"Ah, but I was so much older then, I'm younger than that now."
My Boog Pages
Tuesday, April 25
From The Mouths Of Babes
So last night the wife and I were watching Shaolin Soccer (not a bad flick, though the wife never warmed up to it) while the 2-year-old Powell ran around shooting darts from a balloon pump. When he pointed this thing at my wife's head I stopped him sternly. "No!" I said. "Not at her face!"
"Okay, daddy," he said, smiling. "You face?"
Maybe you had to see how he asked if he could shoot me in the face, but the veneer of suave sophistication coupled with the promise of violence makes me think he's got a future as a Bond villain.
So Long, Farewell, Goodbye. I saw Robert Altman's The Long Goodbye a couple of weeks ago, for the first time in a long time (over ten years - I hadn't met The Wife yet). Coincidentally, it was Roger Ebert's classic review this past Sunday.
I know many fans of Chandler didn't like this movie, but I thought it was squarely in the Chandlerite tradition. Elliot Gould's Marlowe is a man out of his time, as Ebert suggests, and its illustrated in the movie by his ancient car and his devotion to his suit and tie (contrasted with his clothing-optional neighbors).
But I thought he was more than a throwback. This Marlowe is presented as a buffoon, but this is mostly a facade, a clown mask. Putting down the world with an endless series of wisecracks is the only way he can fight back. He'll never be richer, or stronger, or more powerful than the people he deals with. His own friend calls him a "born loser". So he makes it all a joke, but it's strictly gallows humor.
He also seethes with resentment. He lives by a code and watches those who don't get ahead, and it pisses him off. Even people he trusts take advantage of him.

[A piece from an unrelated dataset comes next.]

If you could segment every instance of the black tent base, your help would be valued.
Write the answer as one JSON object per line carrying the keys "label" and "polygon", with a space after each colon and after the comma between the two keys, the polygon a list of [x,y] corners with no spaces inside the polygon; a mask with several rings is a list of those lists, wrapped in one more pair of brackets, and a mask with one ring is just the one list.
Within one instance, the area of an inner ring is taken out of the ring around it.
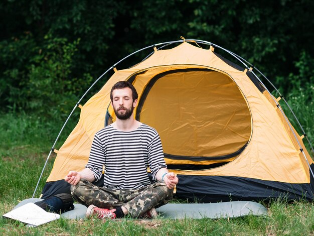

Most of the other performances were good, too. Jim Bouton was just right as Marlowe's old buddy Terry Lennox, who may have killed his wife. Nina van Pallandt was terrific as a friend of the Lennoxes who hires Marlowe to spring her husband from a rehab facility. Best of all is Sterling Hayden, whose turn as an alchoholic writer, once quite a man but now just a shell, reminded me of another fictional writer: Abraham Treahearn from Crumley's The Last Good Kiss. Which is sort of appropriate since, in many ways, that's a rewrite of Chandler's original.